Este día de inverno, la televisión ha reiterado una y otra vez, la tragedia que han dejado las últimas lluvias, que se desbordó el rio aquel o el canal de allá, de la escasez del agua por posible corte del suministro y no puedo dejar de recordar los inviernos de mi niñez, esos donde las lluvias tenían otro sentido para mí. Puedo verme con la capa con que me mandaban al colegio y las botas de agua (sí, porque antaño a uno lo mandaban igual al colegio los días de lluvia) y el mío quedaba a unas 5 cuadras de mi casa, y me iba y volvía caminando (no existía el furgón escolar) y pese a que a la hora que regresaba estaba oscuro (no tenía miedo de venirme solo ni mis padres la preocupación de que fuera a pasarme algo)
Quizás estás pensando en que estoy hablando de una
ciudad especial, nada de eso, era Santiago, y el barrio estación central. Puedo
verme chapoteando en la calzada mientras hacía correr barquitos de papel por el
torrente de agua, a veces saboreando una galleta que había guardado de las que
nos daban en la escuela (esas con letra y número) donde tu profesora jefa, era
la misma de matemáticas, castellano, ciencias naturales, religión, etc. Los
bancos de madera individuales, las pizarras verdes donde se escribía con tiza,
la cotona café, los cuadernos de caligrafía, dibujo, matemáticas, el lápiz con
la goma amarrada. La colación con suerte era una fruta, o un pan solo para
engañar las tripas. En esos años los niños se resfriaban e iban al colegio con
los mocos colgando y nadie se espantaba. Los profesores te tiraban de las
patillas cuando te portabas mal, y el bülling no se conocía (cómo ahora),
claro, estaba el apodo gordo, flaco, feo y esas cosas, pero nada tan
traumático.
Bueno, volvamos a mi chapoteo por la calle, el agua
corriendo dónde a veces por obstáculos los barquitos quedaban atrapados y ahí
terminaba la carrera o cuando no los alcanzaba y se los tragaba el desagüe.

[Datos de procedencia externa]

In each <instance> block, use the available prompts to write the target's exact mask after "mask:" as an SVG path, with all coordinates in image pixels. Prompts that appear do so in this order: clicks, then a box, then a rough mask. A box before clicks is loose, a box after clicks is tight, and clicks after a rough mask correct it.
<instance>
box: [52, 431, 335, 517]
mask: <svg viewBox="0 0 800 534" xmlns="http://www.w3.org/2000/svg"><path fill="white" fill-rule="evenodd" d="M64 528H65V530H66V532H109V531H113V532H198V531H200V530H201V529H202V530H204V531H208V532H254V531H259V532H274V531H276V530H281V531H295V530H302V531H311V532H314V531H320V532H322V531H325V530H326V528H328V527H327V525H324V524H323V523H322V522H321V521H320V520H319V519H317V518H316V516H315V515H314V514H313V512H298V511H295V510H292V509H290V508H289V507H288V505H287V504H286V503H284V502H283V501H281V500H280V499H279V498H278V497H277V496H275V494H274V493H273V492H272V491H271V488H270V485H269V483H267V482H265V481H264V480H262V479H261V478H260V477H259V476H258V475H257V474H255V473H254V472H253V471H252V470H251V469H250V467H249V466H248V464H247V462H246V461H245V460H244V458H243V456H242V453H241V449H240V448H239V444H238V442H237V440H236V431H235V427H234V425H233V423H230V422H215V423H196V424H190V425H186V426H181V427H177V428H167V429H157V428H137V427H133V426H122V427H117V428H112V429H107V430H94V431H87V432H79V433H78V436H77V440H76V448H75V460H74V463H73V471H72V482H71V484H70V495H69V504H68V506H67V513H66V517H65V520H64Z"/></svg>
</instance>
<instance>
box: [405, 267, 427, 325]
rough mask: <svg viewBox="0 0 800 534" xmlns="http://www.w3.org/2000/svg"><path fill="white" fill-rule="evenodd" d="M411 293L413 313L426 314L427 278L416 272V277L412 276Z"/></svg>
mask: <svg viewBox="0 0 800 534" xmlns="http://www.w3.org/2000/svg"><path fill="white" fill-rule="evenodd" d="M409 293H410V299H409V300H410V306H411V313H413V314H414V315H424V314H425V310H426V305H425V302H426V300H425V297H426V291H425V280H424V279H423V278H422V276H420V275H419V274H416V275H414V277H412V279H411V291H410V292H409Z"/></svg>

Siempre llevaba reservas, para una nueva carrera. Las calles por lo general a
esa hora estaban vacías, la gente se guardaba temprano, y llovía a cantaros,
ahí si que llovía por los años setenta, no como ahora que a un aguacero fuerte
lo llamamos tormenta. La vida era simple a esa edad, luego de las carreras de
los barquitos de papel, llegaba la casa, de esas antiguas que tenían puerta de
calle y mampara (la que bastaba empujar para abrirla) Mi casa era de abobe, con
dos patios interiores y un jardín al fondo de la casa, ¡podías ver y sentir la
lluvia dentro de la casa!, a veces veía a mi abuelita cruzando con su paraguas
de la cocina a su pieza. La cocina, ese lugar sagrado donde llegábamos todos a
deleitarnos con las cosas que mamá nos preparaba, la puedo ver aún con su
delantal, y las mejillas rosadas, friendo sopaipillas, las que iba dejando en
una fuente enorme, donde todos nos acercábamos. ¿Se lavó las manos? era lo
primero que decía, antes que las fuéramos a tomar algo, luego cada uno cogía su
taza y la tetera de dos litros que tenía agua caliente para hacernos un té y
nos sentábamos a la mesa a esperar que llegara mi padre. Lo veo llegar cansado,
pero siempre alegre de vernos juntos. ¡Esos inviernos en la cocina de Sazié
fueron los más hermosos de mi vida! Todos riendo, disfrutando sopaipillas, o
donuts, daba lo mismo, lo importante era el momento en familia, mis hermanos (tres
mujeres y un varón) juntos a mis viejos, los padres más maravillosos, mientras
afuera llovía a cántaros y las goteras cantaban por el resto de la casa en los
tarros y ollas que habíamos colocado.